Pictet uses a framework developed by the Copenhagen Institute for Futures Studies, a think tank that's been researching megatrends for more than 50 years. A megatrend is a truly seismic shift, like sustainability, globalization (global connectedness and flow of people, capital, information, technology), and health (aging population and technology advances) to name just three. The fund focuses on 14 megatrends transforming our world and its active management ensures investors capture this by reacting to changes as well as understanding how this affects the stock market.

Low-cost thematic ETFs may have flooded the space but, in contrast, they tend to be more narrowly defined. Van der Geer explained that means the risk of overpaying is greater. “The way we define our themes is broader. We're not investing in a theme fund called 3D, for example, it has to be broader in nature, because it needs to represent [a bigger shift] in the way that we interact. That gives us more longevity. The biggest risk of thematic ETFs passively managed is that they have a lifespan that can turn out to be quite short if they're too narrowly defined.”

Each idea or theme can come from any number of sources – fund managers, product developers, word on the street – but it has to tick various boxes before Pictet launches it, otherwise it’s parked for reanalysis at a later date. It must have an investable universe that includes 100 to 250 names and should include stocks not captured in an MSCI sector. Pictet doesn’t want to run sector funds – it strives to be a leader in thematic investing. To do this, it also needs to find the right managers.

For example, robotics was an area Pictet had “in its drawer” for a couple of years before launching the theme in 2015 because the investment universe wasn't large enough. More recently, Pictet developed a new thematic opportunity but only once it felt it had found the right people, and it had a wide enough universe, it launched a theme called “Human”. The theory behind this was borne out of Maslow’s pyramid of needs. Van der Geer explained: “Society has most of that pyramid pretty well covered, except for the top, the self actualization [part of the pyramid]. It’s basically the service side of self actualization; life care, and play. It’s really about entertainment, it's about caring, it's about continued education.

“One of our fund managers identified that opportunity, started working on developing that universe, and when that was wide enough and deemed attractive enough for our clients, we launched it [for European investors] late last year.”

One area that was recently shelved was space, an area that is a hot topic and has seen a number of ETF launches. Van der Geer and his team concluded, however, that it’s just way too early for them and that space resembles simply a basket of stocks. It didn’t chime with Pictet’s bottom-up approach, unlike Robotics and the “Human” theme, which really ticked all the boxes of having a competitive advantage in a segment of the market with structural tailwinds.

This theme is just one component available to the Manulife Global Thematic Opportunities Fund, which gives it a huge diversification advantage.

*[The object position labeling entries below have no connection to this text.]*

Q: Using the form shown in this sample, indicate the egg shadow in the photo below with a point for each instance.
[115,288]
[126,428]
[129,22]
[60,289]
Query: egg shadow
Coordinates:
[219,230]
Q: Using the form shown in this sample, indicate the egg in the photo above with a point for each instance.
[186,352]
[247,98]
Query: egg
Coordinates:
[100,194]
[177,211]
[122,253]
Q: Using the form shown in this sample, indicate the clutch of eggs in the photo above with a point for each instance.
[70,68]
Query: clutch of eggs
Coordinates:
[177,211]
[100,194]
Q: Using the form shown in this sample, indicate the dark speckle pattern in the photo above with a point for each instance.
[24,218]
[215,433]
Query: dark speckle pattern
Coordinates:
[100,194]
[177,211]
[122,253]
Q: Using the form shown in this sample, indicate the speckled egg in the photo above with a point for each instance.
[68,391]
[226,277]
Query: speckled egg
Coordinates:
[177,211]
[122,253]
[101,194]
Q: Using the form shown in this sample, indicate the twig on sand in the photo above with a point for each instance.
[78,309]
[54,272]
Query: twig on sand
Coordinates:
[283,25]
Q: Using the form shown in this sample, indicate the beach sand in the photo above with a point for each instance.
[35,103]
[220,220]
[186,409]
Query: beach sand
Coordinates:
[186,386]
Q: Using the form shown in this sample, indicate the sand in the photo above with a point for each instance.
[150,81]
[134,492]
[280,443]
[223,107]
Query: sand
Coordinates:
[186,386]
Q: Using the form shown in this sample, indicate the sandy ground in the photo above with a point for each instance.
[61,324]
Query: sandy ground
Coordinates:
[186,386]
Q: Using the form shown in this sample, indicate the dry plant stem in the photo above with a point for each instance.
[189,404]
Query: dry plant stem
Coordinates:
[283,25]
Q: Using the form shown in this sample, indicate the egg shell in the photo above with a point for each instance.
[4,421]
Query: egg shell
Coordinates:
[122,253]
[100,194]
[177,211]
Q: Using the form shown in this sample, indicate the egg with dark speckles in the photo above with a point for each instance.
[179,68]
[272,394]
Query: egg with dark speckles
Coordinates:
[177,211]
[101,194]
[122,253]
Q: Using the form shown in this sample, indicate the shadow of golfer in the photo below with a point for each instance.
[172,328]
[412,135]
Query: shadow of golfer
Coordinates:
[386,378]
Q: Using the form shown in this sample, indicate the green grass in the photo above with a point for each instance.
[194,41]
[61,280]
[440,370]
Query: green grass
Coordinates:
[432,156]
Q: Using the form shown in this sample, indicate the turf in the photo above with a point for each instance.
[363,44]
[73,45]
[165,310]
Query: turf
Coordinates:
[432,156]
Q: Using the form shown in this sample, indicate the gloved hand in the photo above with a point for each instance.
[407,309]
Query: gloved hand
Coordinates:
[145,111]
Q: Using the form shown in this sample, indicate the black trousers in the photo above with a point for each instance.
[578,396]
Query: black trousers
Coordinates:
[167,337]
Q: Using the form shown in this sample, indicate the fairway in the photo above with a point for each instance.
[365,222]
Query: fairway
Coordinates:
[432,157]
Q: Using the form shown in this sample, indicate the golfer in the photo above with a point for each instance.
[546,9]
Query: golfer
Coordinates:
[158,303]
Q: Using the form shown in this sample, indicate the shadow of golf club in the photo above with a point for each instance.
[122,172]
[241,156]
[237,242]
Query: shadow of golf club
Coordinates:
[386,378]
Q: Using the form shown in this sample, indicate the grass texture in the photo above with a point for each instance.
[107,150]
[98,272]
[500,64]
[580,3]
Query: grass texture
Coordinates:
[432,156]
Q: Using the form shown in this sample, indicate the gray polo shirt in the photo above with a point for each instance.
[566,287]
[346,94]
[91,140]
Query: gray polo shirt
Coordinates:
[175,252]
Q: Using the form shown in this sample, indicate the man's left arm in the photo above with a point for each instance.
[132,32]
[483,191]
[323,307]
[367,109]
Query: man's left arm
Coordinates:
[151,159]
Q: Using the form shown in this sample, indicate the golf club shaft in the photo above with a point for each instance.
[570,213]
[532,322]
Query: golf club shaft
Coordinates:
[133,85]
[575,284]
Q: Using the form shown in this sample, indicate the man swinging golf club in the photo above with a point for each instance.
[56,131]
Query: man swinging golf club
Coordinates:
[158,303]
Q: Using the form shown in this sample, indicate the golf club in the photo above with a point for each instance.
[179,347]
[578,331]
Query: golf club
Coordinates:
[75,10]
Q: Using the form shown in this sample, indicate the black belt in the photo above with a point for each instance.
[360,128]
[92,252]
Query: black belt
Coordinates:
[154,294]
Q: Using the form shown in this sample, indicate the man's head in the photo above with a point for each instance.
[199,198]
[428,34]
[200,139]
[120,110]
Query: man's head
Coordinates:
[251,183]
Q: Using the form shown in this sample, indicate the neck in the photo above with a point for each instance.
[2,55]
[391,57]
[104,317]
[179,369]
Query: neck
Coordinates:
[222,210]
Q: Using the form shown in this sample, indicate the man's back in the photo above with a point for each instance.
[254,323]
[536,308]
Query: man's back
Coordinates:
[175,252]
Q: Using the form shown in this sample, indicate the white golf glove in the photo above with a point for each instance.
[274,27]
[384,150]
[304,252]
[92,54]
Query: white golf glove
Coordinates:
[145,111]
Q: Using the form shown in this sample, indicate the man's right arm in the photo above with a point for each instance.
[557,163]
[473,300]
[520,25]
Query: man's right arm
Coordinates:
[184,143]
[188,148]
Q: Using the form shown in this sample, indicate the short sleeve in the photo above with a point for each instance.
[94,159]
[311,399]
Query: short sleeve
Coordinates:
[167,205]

Van der Geer added: “Therefore, it goes from being a satellite to being core in your asset allocation. Because of the diversity of the thematic funds we have, we can effectively compete with global equity; it takes you out of the niche, right into mainstream. The investor doesn’t want an active manager to be close to the index – they want him to think completely differently. By having a future oriented portfolio, with a multi thematic approach, that’s exactly what you get.”